Sheila recommended this book to me several times, and I’m glad she did. It was a rushing trainwreck of a book, every bit as bitchy and snarky as one of Kitty Kelly’s gossip-fuled brain dumps but without any trace of graceful writing, even with ghosting assistance by Wendy Leigh.
Christopher Ciccone has the misfortune of being the brother of the greatest living legend of our time: Madonna. That seems to be his only role in life: Madonna’s brother. His book describes a lifetime of trying to get close to her, her refusing him, and then both of them acting like pricks.
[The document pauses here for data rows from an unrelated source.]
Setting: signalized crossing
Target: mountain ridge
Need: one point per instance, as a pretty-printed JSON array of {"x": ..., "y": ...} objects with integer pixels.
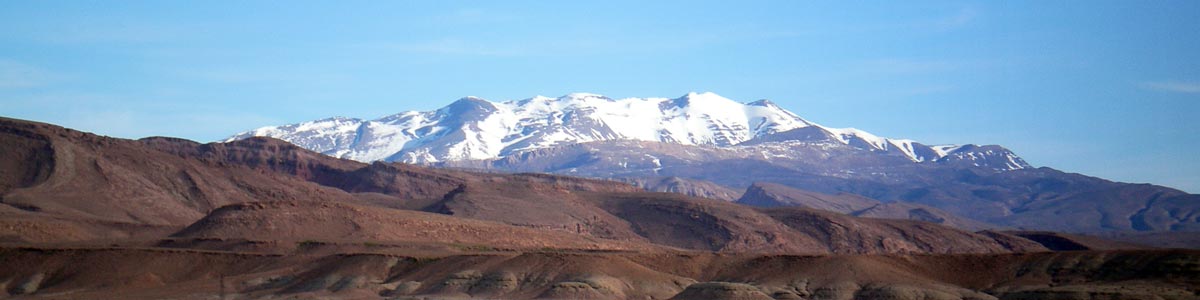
[{"x": 477, "y": 129}]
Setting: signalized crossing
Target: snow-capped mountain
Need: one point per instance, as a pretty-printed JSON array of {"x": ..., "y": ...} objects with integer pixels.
[{"x": 475, "y": 129}]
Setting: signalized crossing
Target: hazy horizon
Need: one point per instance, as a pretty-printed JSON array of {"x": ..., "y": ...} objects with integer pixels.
[{"x": 1104, "y": 89}]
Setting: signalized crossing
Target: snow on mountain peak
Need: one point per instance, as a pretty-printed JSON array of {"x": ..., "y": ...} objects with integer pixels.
[{"x": 477, "y": 129}]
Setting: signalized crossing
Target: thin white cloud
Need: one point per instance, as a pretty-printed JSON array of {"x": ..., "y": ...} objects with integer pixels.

Several times he describes Madonna’s financial parsimony, refusing, for instance, to pay off the house and buy the car for their beloved grandmother, refusing to pay him a decent amount for his “stage direction” of her world tours, and relegating him to the indignities of coach travel. It would have been nice for Madonna to be more generous, but does Christopher have to be such a total pussy? The man has absolutely no ambition other than being “Madonna’s brother.” It seems never to have occurred to him to try to do something unrelated to Madonna – something on his own where he would not need a recommendation letter, loan, or kind word from her. And yet he constantly bemoans the large shadow she casts, wishing he could somehow escape.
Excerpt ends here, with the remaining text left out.